Ensure that the S3 bucket permissions allow reading and writing of artifacts.
Check the path for typos or missing directory structures.
Script Errors:
Problem: The script might not run correctly due to syntax or logic errors.
Solution:
Review the error messages carefully as they typically highlight where the issue lies.
Double-check the code in
solution.md
to ensure there are no syntax mistakes or missing parts.
Check
scripts/start_container.sh
for Latest Image:Problem: The container may not be running the latest version of your application if the
start_container.sh
script isn’t updated with the latest image.Solution:
Open the
scripts/start_container.sh
file and verify that it references the latest image of your app.Update the Docker image in the script if necessary by pulling the latest image:
docker pull <latest-image-name>
If you are using a specific tag, ensure it matches the latest tag for your application.
Check if the CodeDeploy Agent is Running:
Problem: The task may fail if the AWS CodeDeploy agent is not running on the instance where the deployment is being performed.
Solution:
Check if the CodeDeploy agent is installed and running on the EC2 instance:
sudo service codedeploy-agent status
If the agent is not running, start it using the following command:
sudo service codedeploy-agent start
If the agent is not installed, install it by following the steps in the AWS documentation.
Log Files and Error Messages:
Problem: Sometimes, tasks fail due to hidden errors that are not immediately obvious.
Solution:
Check the log files for detailed error messages that may point to the root cause of the problem.
For web-related tasks, check browser developer tools (F12) for failed network requests or console errors.
Conclusion
By following these steps, you’ve successfully set up a fully automated CI/CD pipeline using AWS services like CodePipeline, CodeBuild, CodeDeploy, and S3 for artifact storage.

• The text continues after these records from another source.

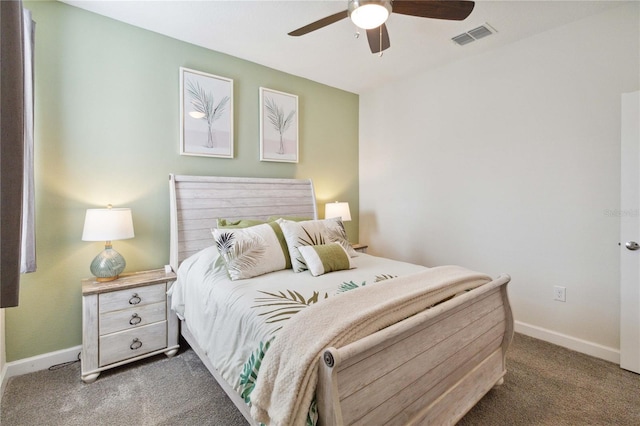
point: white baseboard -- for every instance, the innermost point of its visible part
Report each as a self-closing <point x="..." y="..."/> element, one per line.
<point x="41" y="362"/>
<point x="569" y="342"/>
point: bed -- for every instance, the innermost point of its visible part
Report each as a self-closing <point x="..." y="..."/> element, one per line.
<point x="438" y="352"/>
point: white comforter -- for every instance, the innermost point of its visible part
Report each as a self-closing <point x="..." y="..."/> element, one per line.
<point x="230" y="319"/>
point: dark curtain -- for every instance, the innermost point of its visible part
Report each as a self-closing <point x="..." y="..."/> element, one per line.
<point x="11" y="149"/>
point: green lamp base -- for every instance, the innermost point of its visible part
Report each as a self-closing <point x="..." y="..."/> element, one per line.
<point x="107" y="265"/>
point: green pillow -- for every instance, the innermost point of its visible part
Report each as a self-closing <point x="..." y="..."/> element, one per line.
<point x="324" y="258"/>
<point x="291" y="218"/>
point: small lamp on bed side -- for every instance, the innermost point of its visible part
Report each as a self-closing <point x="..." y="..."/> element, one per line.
<point x="107" y="225"/>
<point x="337" y="209"/>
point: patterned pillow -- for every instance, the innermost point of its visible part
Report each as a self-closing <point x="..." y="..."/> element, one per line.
<point x="311" y="233"/>
<point x="249" y="252"/>
<point x="325" y="258"/>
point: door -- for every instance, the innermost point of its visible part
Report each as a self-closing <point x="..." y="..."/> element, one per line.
<point x="630" y="234"/>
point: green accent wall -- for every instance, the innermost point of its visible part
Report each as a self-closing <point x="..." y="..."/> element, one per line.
<point x="107" y="131"/>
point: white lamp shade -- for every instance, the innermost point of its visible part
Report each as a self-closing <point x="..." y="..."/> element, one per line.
<point x="369" y="14"/>
<point x="107" y="225"/>
<point x="337" y="209"/>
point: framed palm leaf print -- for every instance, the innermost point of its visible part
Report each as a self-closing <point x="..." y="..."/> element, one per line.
<point x="206" y="114"/>
<point x="278" y="126"/>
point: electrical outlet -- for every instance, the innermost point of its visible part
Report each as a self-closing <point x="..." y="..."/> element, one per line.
<point x="560" y="293"/>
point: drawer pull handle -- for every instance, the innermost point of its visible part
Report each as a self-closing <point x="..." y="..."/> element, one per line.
<point x="135" y="319"/>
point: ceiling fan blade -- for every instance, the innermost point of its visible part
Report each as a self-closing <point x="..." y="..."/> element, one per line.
<point x="320" y="23"/>
<point x="376" y="43"/>
<point x="437" y="9"/>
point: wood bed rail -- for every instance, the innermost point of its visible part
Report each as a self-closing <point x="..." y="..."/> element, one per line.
<point x="458" y="347"/>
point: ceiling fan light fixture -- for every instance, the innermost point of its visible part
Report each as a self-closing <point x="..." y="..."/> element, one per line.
<point x="369" y="14"/>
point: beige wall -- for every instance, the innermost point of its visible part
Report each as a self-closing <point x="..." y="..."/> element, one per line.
<point x="107" y="131"/>
<point x="510" y="162"/>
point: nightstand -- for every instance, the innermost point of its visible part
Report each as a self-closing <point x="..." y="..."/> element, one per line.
<point x="125" y="320"/>
<point x="362" y="248"/>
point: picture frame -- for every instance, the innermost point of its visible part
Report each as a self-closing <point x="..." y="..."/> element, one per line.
<point x="278" y="126"/>
<point x="206" y="114"/>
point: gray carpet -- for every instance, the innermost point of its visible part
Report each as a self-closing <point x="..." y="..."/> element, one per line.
<point x="545" y="385"/>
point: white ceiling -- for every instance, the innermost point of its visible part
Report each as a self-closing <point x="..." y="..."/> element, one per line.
<point x="257" y="31"/>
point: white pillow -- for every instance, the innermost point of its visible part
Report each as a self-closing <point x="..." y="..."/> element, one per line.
<point x="312" y="233"/>
<point x="325" y="258"/>
<point x="249" y="252"/>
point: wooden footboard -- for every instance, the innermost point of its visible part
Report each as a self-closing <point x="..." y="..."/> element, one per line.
<point x="428" y="369"/>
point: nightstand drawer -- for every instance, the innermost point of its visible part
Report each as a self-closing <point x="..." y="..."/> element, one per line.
<point x="134" y="297"/>
<point x="137" y="316"/>
<point x="131" y="343"/>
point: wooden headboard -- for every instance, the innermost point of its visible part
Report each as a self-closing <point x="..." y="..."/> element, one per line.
<point x="196" y="202"/>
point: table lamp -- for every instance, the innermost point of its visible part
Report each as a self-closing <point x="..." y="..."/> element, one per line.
<point x="337" y="209"/>
<point x="107" y="225"/>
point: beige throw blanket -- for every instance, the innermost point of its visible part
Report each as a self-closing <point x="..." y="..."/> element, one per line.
<point x="289" y="372"/>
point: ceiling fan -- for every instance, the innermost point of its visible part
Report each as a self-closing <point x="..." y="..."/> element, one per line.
<point x="371" y="15"/>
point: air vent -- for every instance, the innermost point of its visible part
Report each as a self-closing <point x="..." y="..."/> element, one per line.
<point x="473" y="35"/>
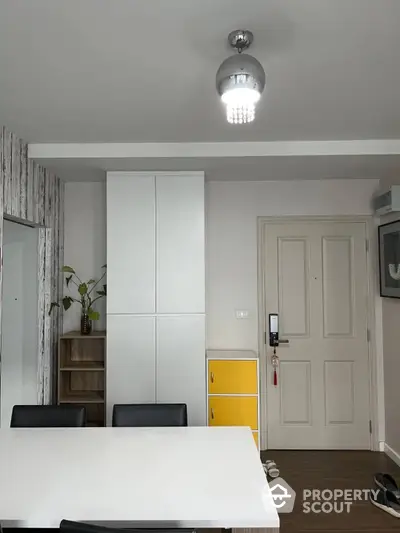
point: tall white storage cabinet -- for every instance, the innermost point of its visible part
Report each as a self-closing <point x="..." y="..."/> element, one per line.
<point x="156" y="290"/>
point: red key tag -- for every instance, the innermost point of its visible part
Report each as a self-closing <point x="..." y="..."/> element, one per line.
<point x="275" y="362"/>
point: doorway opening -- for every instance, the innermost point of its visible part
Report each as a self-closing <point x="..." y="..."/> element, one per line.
<point x="19" y="350"/>
<point x="315" y="275"/>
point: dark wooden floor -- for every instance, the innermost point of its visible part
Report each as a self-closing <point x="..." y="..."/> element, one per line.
<point x="334" y="470"/>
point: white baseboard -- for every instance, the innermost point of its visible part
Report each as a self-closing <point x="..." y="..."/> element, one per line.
<point x="392" y="454"/>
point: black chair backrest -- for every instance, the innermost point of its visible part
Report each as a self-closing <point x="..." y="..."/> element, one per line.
<point x="66" y="526"/>
<point x="47" y="416"/>
<point x="150" y="415"/>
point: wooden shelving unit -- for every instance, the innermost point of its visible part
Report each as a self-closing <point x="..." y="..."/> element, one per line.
<point x="81" y="373"/>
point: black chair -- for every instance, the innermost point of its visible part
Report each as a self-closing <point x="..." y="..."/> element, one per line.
<point x="47" y="416"/>
<point x="66" y="526"/>
<point x="150" y="415"/>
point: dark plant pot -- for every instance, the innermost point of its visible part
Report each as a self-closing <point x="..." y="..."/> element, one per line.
<point x="86" y="325"/>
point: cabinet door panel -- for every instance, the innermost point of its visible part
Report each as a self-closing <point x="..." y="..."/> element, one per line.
<point x="181" y="372"/>
<point x="180" y="244"/>
<point x="130" y="243"/>
<point x="226" y="376"/>
<point x="233" y="411"/>
<point x="130" y="360"/>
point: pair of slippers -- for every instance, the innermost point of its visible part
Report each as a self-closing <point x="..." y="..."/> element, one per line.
<point x="270" y="469"/>
<point x="388" y="496"/>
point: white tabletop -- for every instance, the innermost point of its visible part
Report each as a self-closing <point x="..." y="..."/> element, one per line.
<point x="175" y="477"/>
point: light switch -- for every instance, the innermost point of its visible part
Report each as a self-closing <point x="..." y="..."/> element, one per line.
<point x="242" y="313"/>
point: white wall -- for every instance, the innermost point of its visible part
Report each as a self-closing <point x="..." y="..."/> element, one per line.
<point x="19" y="319"/>
<point x="85" y="241"/>
<point x="232" y="211"/>
<point x="231" y="250"/>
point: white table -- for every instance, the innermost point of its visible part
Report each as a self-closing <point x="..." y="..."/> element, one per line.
<point x="145" y="477"/>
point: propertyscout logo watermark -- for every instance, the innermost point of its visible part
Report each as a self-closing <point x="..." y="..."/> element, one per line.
<point x="315" y="500"/>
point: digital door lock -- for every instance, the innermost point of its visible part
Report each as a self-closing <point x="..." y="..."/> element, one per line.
<point x="274" y="339"/>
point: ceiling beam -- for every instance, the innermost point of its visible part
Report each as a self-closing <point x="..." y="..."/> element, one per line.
<point x="222" y="149"/>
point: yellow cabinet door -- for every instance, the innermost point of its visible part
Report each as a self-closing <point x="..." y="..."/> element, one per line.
<point x="232" y="377"/>
<point x="233" y="411"/>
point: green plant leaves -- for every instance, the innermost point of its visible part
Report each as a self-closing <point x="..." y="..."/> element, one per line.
<point x="52" y="306"/>
<point x="82" y="289"/>
<point x="68" y="269"/>
<point x="93" y="315"/>
<point x="67" y="302"/>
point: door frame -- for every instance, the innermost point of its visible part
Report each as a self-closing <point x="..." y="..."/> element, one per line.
<point x="375" y="376"/>
<point x="43" y="348"/>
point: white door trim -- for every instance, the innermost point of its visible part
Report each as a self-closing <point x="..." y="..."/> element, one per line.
<point x="375" y="354"/>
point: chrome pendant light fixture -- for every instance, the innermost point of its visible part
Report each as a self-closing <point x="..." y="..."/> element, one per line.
<point x="240" y="80"/>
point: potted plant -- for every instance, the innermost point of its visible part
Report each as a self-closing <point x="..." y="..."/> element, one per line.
<point x="87" y="297"/>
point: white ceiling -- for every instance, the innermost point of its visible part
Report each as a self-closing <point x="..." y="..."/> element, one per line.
<point x="239" y="168"/>
<point x="144" y="70"/>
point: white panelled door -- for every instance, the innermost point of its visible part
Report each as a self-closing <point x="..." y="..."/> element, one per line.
<point x="316" y="280"/>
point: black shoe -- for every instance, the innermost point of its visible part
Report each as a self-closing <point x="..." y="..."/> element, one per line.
<point x="386" y="501"/>
<point x="387" y="482"/>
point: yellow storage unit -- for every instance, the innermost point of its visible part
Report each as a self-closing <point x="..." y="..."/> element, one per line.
<point x="233" y="411"/>
<point x="232" y="377"/>
<point x="233" y="391"/>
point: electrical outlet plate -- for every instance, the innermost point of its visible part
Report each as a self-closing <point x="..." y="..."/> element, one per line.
<point x="242" y="313"/>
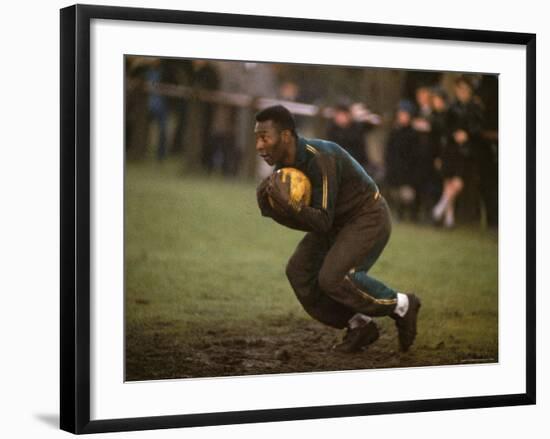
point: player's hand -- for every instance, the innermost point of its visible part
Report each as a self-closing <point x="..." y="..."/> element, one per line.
<point x="261" y="196"/>
<point x="279" y="191"/>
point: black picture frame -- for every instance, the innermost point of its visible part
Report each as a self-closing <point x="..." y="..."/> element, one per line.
<point x="75" y="218"/>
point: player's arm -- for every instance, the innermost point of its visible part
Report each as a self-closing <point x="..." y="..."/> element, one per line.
<point x="268" y="211"/>
<point x="317" y="217"/>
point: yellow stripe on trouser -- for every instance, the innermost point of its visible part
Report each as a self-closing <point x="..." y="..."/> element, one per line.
<point x="368" y="296"/>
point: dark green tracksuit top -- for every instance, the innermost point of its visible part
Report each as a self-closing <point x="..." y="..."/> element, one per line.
<point x="340" y="186"/>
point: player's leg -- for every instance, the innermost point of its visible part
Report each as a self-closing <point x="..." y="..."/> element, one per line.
<point x="302" y="272"/>
<point x="344" y="275"/>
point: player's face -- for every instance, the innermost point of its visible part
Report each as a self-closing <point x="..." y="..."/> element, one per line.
<point x="269" y="144"/>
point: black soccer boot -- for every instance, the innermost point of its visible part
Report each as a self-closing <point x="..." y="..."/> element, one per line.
<point x="358" y="338"/>
<point x="406" y="325"/>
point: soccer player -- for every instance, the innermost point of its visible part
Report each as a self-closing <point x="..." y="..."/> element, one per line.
<point x="348" y="225"/>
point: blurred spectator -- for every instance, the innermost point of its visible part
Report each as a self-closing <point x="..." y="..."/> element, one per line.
<point x="157" y="106"/>
<point x="401" y="159"/>
<point x="178" y="72"/>
<point x="488" y="153"/>
<point x="205" y="77"/>
<point x="348" y="128"/>
<point x="428" y="183"/>
<point x="459" y="167"/>
<point x="289" y="91"/>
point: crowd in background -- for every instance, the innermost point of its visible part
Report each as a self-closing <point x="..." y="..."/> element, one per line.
<point x="440" y="147"/>
<point x="442" y="153"/>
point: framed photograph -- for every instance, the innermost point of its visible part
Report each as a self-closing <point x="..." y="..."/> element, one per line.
<point x="274" y="218"/>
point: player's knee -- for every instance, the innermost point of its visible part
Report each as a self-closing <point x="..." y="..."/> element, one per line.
<point x="329" y="282"/>
<point x="292" y="272"/>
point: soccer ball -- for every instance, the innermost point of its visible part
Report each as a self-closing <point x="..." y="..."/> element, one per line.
<point x="300" y="186"/>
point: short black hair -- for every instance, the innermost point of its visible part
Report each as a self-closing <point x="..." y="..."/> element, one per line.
<point x="280" y="116"/>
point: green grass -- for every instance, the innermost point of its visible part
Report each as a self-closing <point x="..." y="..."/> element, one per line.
<point x="200" y="260"/>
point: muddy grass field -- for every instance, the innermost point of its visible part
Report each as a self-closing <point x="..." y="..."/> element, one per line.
<point x="206" y="294"/>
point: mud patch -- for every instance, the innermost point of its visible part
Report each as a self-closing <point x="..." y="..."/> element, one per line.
<point x="297" y="347"/>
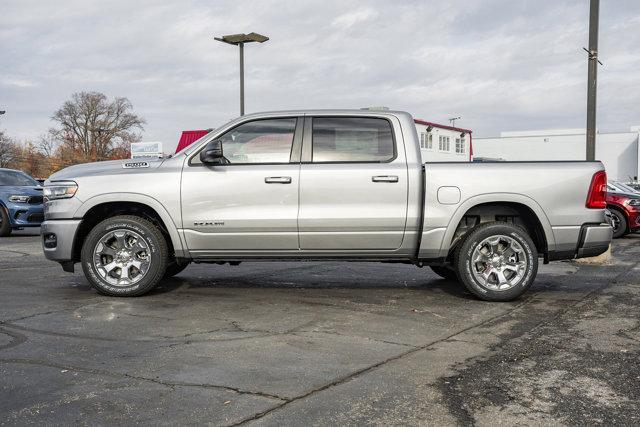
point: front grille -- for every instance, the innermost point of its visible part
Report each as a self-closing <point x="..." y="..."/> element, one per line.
<point x="36" y="217"/>
<point x="35" y="200"/>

Now, every time you push changes to the feat/awscicd
branch of your GitHub repository, the pipeline will automatically trigger, build, and deploy your Node.js application to the EC2 instance.
This CI/CD pipeline allows for faster development cycles, more consistent deployments, and less manual intervention. You can further enhance this pipeline by adding tests, notifications, or using DockerHub for containerized deployments.